Jim | 2725 comments Mod
This is a place to discuss gender theories, feminist theories, sexuality theories, and related ideas.

As always, discuss these topics in respectful and open-minded exchanges. If someone steps on your toes, or vice versa, please excuse yourself politely and keep this as a safe place for exchange of ideas.


message 2: by Sekhmet (new)

Sekhmet I would like to see if anyone has read egalia's daughters. this is an interesting book about an egaltarian society in which traditional gender roles are reversed.


message 3: by Jim (new)

Jim | 2725 comments Mod
Sekhmet wrote: "I would like to see if anyone has read egalia's daughters. this is an interesting book about an egaltarian society in which traditional gender roles are reversed."

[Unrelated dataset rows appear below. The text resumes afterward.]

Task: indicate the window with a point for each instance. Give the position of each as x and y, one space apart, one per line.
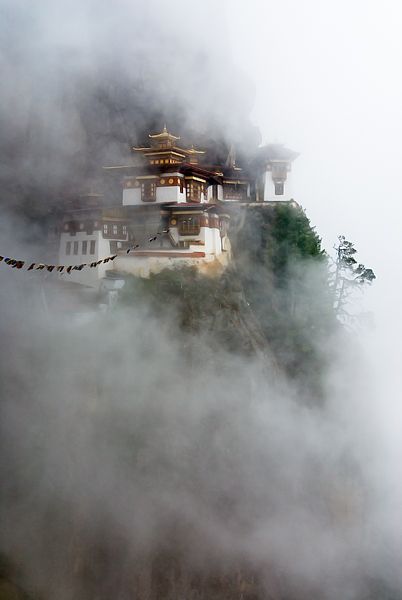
234 191
279 188
194 189
148 191
189 225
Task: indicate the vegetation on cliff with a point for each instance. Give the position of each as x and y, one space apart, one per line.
274 300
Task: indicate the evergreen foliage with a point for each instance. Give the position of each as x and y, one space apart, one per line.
273 299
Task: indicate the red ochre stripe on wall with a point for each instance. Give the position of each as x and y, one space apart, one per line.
166 254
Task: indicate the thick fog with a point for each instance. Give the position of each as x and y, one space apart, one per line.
111 439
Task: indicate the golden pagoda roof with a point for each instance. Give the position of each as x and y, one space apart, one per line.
163 135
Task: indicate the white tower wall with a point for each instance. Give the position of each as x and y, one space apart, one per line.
270 194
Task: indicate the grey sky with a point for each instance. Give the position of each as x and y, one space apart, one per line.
328 84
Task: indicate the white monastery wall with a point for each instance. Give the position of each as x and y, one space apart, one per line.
88 276
269 189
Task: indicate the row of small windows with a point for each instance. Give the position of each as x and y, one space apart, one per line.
114 229
73 247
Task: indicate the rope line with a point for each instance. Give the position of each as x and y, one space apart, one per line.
38 266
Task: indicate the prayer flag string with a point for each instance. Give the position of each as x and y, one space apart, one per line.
33 266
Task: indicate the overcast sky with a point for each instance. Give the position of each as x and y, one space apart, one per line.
327 79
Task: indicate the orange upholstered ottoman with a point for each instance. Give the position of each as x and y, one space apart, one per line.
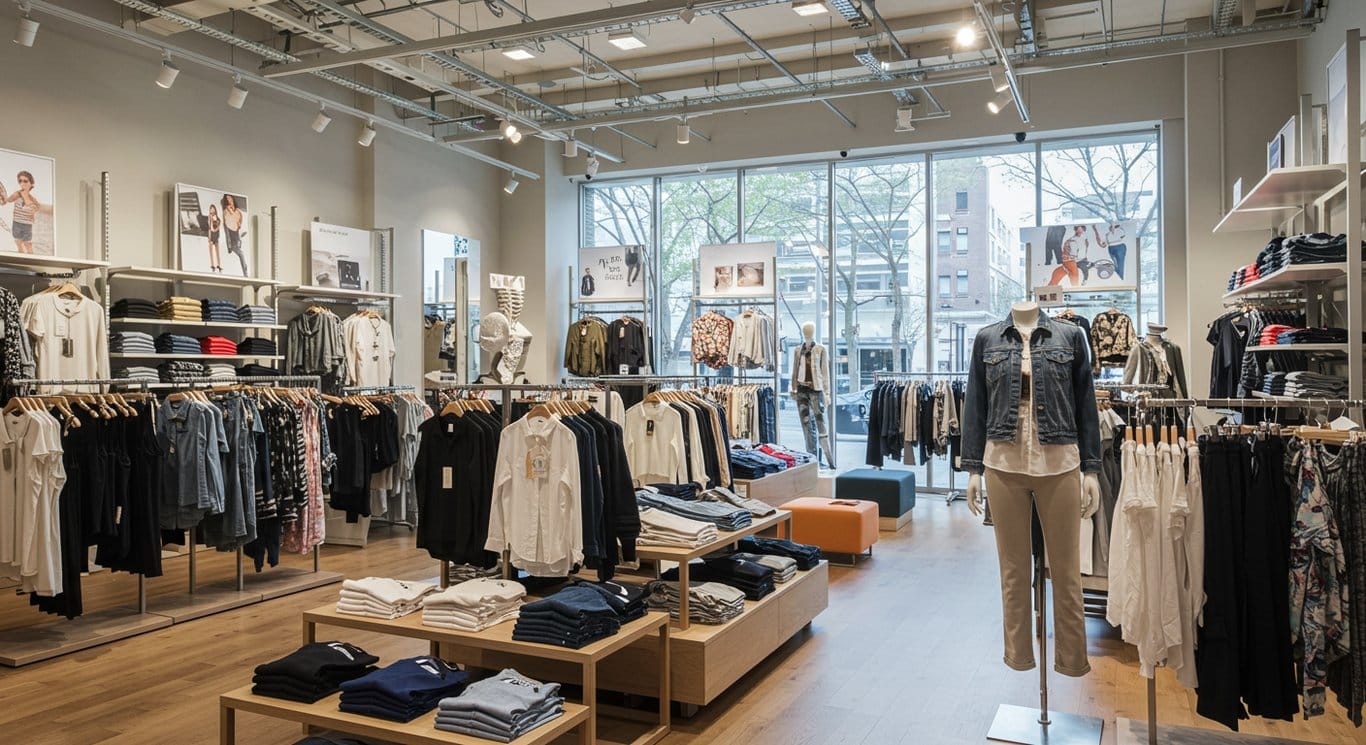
836 525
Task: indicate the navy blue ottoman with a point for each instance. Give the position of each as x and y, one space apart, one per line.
892 490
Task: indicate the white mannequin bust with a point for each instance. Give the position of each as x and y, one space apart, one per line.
1025 316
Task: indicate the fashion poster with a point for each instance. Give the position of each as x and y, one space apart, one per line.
340 256
611 275
28 185
1090 256
213 230
736 271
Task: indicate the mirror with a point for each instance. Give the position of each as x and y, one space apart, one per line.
450 304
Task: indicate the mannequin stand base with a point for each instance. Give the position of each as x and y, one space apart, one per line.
1021 725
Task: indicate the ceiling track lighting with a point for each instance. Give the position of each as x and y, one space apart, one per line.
626 40
168 73
238 95
321 120
809 7
26 30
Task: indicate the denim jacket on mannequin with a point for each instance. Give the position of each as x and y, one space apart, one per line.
1064 394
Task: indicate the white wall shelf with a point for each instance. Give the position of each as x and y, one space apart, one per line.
197 278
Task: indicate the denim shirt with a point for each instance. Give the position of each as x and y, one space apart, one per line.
1064 394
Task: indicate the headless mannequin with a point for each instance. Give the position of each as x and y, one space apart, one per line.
1025 315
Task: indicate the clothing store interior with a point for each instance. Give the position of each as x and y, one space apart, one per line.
719 372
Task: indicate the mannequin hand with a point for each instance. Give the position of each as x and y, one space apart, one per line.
974 494
1090 495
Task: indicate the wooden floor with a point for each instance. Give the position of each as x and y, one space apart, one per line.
909 652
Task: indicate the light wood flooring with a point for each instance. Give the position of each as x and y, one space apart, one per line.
909 652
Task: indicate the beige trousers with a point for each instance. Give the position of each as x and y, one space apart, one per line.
1059 503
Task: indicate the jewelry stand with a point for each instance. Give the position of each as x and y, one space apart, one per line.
1029 726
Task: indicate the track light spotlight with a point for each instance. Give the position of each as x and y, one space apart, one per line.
1000 101
165 78
26 32
238 95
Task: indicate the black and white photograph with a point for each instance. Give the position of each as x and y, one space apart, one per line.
213 230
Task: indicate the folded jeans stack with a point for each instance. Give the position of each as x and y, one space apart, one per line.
727 496
751 578
403 691
134 308
502 707
383 598
706 602
474 604
627 600
807 557
573 618
312 671
131 342
660 528
723 516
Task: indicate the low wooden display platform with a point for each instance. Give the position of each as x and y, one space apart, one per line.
782 487
583 665
418 732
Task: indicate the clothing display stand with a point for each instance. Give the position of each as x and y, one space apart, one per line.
952 492
30 644
1029 726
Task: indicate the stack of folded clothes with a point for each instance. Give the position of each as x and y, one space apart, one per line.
131 342
753 464
706 602
807 557
574 617
403 691
134 308
176 343
220 371
627 600
383 598
217 345
783 567
727 496
502 707
257 371
262 315
751 578
180 309
219 312
312 671
474 604
723 516
138 373
180 371
660 528
256 345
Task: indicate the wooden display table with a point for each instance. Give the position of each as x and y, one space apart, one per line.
418 732
469 647
782 487
779 521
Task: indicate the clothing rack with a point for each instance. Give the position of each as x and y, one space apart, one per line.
112 625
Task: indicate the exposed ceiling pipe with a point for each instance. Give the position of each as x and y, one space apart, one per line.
332 105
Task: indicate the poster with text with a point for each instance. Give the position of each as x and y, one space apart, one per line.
736 271
28 187
340 256
1083 256
213 231
612 275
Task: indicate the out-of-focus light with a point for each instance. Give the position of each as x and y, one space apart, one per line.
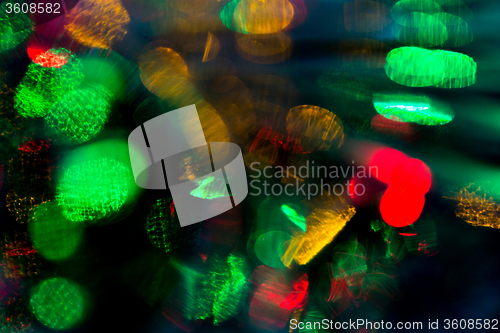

I haven't read it, but the description and reviews sound pretty good. What did you think of the book?


message 4: by Katy (new)

Katy (kradcliffe) Disclaimer: I haven't read the book!

I can't imagine any such society, because of the biological fact that women bear and nurse children, and are physically much weaker than men. I think some societies are more egalitarian than others, but I don't think the roles can ever be reversed.


message 5: by Jim (new)

Jim | 2725 comments Mod
Katy wrote: "Disclaimer: I haven't read the book!

I can't imagine any such society, because of the biological fact that women bear and nurse children, and are physically much weaker than men. I think some soc..."


Biological facts aside, what do you think of the idea as a fictional look at reversed power dynamics between male and female? Most of the reviews said the material was dated, but otherwise, it seems like a compelling idea to explore.


message 6: by Katy (new)

Katy (kradcliffe) I have trouble suspending my disbelief to that extent. I know I read at least a short story about such a society. It seemed ridiculously contrived.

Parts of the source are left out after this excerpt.